Ranking its diplomatic damage alongside the cancellation of the live cattle trade with Indonesia and the spat over uranium supply to India, Mr Abbott said he wanted his Government to be an "absolutely reliable, trustworthy partner whose word is our bond".

Mr Abbott said although Australia would not revisit the contract, "because our Defence have moved on", he had told President Park Geun Hye he would explore what other defence contracts were possible.

It is unusual for a travelling prime minister to be outwardly critical of a previous Australian government while overseas.

But Mr Abbott's comments coincided with billionaire James Packer accusing former Labor prime minister Kevin Rudd of damaging Australia's relationship with China, Japan, India and Indonesia.

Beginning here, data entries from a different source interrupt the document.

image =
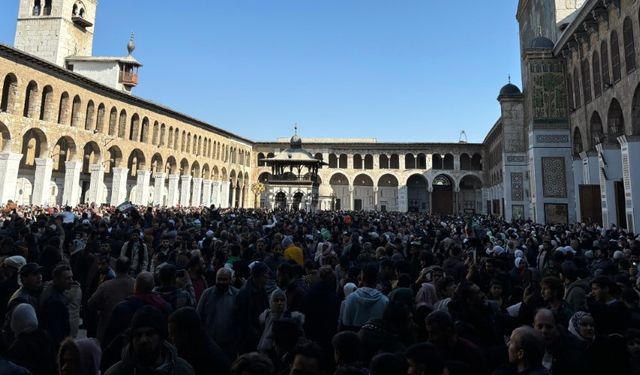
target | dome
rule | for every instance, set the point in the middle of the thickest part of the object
(296, 142)
(510, 90)
(542, 42)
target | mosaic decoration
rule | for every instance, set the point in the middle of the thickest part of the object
(549, 97)
(516, 159)
(554, 182)
(552, 138)
(517, 186)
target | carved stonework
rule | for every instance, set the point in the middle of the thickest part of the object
(554, 179)
(552, 138)
(549, 97)
(517, 186)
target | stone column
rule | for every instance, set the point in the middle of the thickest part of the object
(158, 188)
(143, 179)
(630, 148)
(44, 168)
(215, 193)
(9, 166)
(206, 193)
(174, 192)
(185, 191)
(71, 194)
(224, 196)
(197, 192)
(119, 186)
(96, 184)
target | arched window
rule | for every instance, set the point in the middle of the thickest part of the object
(63, 111)
(629, 47)
(597, 83)
(9, 94)
(586, 80)
(383, 161)
(342, 162)
(576, 88)
(615, 57)
(604, 63)
(46, 104)
(357, 161)
(113, 119)
(89, 117)
(394, 162)
(100, 119)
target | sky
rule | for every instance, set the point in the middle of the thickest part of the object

"When you go round and lecture people - I think you'd know who I'm talking about - some people don't take it that well," the Crown boss said. Mr Packer is part of Mr Abbott's delegation.

The Government is keen to use the FTA's relaxed foreign investment rules to entice Korean pension funds into higher-yield Australian projects.

Korea's rapidly ageing population is increasingly reliant on personal investments.

Its National Pension Service, the fourth biggest pension fund in the world, aims to invest more than 10 per cent of its $600 billion overseas.